Vorne an der Lindwurmstraße zeigt die Ampel rot. Die Chance, den Autodieb zu stoppen? Aktas sprintet seinem Punto hinterher. Er stellt sich direkt vor die Kühlerhaube und streckte die Hände aus. „Komm raus, aussteigen“, schreit er den Auto-Dieb an. Doch der denkt überhaupt nicht daran, sondern gibt Gas.
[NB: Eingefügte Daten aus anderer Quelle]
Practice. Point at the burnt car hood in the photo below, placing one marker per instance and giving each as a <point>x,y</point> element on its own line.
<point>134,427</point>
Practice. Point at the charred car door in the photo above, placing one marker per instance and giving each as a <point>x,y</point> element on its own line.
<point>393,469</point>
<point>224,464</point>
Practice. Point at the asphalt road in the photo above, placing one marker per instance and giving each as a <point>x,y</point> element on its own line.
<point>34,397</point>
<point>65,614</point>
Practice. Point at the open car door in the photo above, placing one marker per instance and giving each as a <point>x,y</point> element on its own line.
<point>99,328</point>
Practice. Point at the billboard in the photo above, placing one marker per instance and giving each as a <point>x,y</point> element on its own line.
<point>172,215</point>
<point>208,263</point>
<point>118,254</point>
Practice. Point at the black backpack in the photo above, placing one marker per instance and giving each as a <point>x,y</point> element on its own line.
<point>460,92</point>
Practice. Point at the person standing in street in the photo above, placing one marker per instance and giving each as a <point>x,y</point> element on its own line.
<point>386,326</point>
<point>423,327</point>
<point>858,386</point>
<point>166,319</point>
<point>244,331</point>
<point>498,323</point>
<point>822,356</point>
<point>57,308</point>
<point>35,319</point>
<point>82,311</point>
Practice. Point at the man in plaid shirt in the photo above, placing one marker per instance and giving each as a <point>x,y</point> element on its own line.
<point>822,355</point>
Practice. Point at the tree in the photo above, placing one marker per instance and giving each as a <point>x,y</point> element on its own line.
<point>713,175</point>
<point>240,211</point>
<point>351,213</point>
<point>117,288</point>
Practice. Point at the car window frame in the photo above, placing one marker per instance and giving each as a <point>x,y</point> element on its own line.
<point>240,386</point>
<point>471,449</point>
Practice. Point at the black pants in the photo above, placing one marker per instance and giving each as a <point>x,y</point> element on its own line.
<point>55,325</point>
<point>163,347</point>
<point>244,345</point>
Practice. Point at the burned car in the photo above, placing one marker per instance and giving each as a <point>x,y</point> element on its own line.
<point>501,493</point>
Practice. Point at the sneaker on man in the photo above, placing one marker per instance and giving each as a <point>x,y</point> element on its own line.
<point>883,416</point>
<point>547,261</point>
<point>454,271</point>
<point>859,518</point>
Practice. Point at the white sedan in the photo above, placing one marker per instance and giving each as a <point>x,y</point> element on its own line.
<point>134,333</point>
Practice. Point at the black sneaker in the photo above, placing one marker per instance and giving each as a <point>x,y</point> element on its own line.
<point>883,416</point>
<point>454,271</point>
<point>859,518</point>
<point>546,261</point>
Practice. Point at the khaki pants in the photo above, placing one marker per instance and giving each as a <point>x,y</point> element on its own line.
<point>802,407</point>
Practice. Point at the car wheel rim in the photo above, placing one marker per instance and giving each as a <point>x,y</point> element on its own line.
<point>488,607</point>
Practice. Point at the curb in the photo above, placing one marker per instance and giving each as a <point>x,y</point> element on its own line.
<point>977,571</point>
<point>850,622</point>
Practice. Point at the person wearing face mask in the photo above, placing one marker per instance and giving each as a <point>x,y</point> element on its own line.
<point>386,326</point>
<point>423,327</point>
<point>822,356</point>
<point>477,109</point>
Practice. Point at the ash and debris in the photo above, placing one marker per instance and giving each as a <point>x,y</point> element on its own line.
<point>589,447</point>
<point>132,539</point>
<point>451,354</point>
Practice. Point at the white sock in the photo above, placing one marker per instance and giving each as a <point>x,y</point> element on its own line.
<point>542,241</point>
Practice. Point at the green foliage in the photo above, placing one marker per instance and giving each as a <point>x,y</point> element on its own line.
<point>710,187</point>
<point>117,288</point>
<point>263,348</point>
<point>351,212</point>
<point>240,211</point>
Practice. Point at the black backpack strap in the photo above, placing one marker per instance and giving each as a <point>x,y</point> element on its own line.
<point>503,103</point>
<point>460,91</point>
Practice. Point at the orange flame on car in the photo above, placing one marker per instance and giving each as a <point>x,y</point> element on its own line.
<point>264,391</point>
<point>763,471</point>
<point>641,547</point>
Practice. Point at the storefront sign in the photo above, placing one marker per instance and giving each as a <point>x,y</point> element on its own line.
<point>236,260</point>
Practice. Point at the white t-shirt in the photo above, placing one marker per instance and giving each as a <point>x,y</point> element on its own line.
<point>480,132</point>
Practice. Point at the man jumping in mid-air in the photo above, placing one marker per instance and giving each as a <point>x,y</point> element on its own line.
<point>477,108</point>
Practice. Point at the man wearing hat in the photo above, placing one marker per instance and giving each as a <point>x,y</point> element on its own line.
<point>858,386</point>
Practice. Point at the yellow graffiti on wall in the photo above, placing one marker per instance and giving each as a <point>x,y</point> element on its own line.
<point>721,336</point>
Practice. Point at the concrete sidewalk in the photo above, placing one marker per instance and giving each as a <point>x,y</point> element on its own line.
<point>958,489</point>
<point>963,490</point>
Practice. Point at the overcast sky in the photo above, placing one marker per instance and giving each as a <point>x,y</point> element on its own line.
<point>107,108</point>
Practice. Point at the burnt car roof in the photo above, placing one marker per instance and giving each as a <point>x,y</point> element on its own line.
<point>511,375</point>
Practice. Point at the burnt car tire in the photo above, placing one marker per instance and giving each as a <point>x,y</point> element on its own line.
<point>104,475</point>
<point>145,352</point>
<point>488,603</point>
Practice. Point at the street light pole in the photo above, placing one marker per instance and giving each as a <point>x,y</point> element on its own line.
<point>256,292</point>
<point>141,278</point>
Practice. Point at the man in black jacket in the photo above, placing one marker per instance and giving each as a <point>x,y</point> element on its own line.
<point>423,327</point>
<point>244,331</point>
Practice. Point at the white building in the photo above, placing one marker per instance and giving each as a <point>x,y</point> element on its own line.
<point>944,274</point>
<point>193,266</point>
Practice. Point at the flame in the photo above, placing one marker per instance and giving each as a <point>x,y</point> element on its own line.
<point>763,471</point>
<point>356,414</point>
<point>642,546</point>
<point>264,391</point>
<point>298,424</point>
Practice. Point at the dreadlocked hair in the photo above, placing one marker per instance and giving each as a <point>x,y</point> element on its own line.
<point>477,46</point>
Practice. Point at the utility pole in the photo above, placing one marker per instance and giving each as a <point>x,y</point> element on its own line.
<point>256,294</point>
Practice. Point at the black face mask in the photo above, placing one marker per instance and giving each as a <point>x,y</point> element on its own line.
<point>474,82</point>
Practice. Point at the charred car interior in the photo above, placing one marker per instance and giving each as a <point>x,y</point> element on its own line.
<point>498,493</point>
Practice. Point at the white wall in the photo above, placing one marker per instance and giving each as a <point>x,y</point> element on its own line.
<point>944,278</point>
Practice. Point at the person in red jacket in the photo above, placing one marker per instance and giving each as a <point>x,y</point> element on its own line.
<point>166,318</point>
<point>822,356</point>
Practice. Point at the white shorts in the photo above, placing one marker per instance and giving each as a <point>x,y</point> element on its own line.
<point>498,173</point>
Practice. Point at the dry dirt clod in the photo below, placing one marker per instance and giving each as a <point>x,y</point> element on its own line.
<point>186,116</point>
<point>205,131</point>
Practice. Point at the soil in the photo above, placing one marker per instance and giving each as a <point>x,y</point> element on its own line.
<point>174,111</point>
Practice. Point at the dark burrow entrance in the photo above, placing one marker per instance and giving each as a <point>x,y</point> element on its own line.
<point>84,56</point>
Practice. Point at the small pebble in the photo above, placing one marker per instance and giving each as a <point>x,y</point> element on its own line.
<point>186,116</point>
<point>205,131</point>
Ehe sich Serhat versieht, landet er auf der Kühlerhaube. „Ich dachte, ich bin im falschen Film.“ Reflexartig klammert er sich an der vorderen Kante der Motorhaube fest. Wie in einem Actionfilm braust er als lebende Kühlerfigur in Richtung Hauptbahnhof. Dieb und Autobesitzer starren sich durch die Windschutzscheibe an. Doch der 37-jährige Dieb macht keine Anstalten anzuhalten. Im Gegenteil. Wild kurbelt er am Lenkrad. Der Fiat schlingert gefährlich. Nur mit Mühe kann sich Serhat festhalten.
Der Fiat rast die Herzog-Heinrich-Straße hoch, über den Kaiser-Ludwig-Platz in die Paul-Heyse-Straße zur Kreuzung Bayerstraße. Die wilde Verfolgungsjagd geht inzwischen über 1,4 Kilometer und mehrere rote Ampeln.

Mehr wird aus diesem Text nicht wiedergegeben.